Somer and Ruvio conducted their research in Sderot, a southern Israeli town which was exposed to non-stop rocket and missile fire from Gaza terrorists for over eight years. I had an opportunity to host children from Sderot and witness how much those children suffered from this long-term exposure to stress. To alleviate this taxing stress people went on shopping spree time and again. While the less materialistic people coped with the continuous exposure to danger by seeking social support the more materialistic ones were more oriented toward objects than humans.
Did this materialistic consumption help people to cope with their stress?
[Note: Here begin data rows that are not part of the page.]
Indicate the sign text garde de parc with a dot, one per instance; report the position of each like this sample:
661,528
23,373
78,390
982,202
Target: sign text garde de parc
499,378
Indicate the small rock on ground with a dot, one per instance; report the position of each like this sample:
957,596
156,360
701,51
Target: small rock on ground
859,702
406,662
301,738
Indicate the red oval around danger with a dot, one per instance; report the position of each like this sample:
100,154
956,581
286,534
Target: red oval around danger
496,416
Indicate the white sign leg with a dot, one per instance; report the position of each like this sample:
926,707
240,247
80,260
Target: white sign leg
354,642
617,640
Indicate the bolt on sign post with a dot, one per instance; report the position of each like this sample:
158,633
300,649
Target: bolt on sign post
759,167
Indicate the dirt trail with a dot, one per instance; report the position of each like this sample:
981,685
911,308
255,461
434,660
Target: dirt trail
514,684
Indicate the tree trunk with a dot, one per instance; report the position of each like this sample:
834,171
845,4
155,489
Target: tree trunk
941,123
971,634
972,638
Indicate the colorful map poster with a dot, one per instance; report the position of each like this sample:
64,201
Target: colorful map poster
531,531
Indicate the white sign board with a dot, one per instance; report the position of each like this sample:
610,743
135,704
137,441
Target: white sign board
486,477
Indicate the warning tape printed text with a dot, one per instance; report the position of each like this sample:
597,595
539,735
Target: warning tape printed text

The authors posit that “The results of this study also suggest that the pleasures of shopping cannot attenuate posttraumatic distress, and that maladaptive shopping behaviours increase with the level of traumatic exposure.”
Do you agree with these results? In my opinion, the researchers stopped too early and didn’t ask the “how” and “why” questions. Materialism is part of our life and people need it and use it to satisfy their needs, especially that of enhancing their self-esteem. With continuous exposure to danger it is a never-ending fight and people need to remind themselves of the importance of their self. Some seek professional support and some turn to purchasing objects. However, the purchasing activity, per-se won’t help in extreme situation such as non-stop terroristic aggression over many years. What might subconsciously help in mild situation won’t help in these extreme cases without understanding consciously why we overspend needlessly and how this overspending can help us coping with stress.
I don’t think that materialistic behaviour is counterproductive as the researchers argue. I do agree that the behaviour by itself might even increase the post-traumatic stress symptoms if people do not deeply understand the “why” and “how” of luxury. And from materialistic point of view it is possible that it would be cheaper to let people go on conscious and deeply understood buying spree than sending them to therapy. What do you think?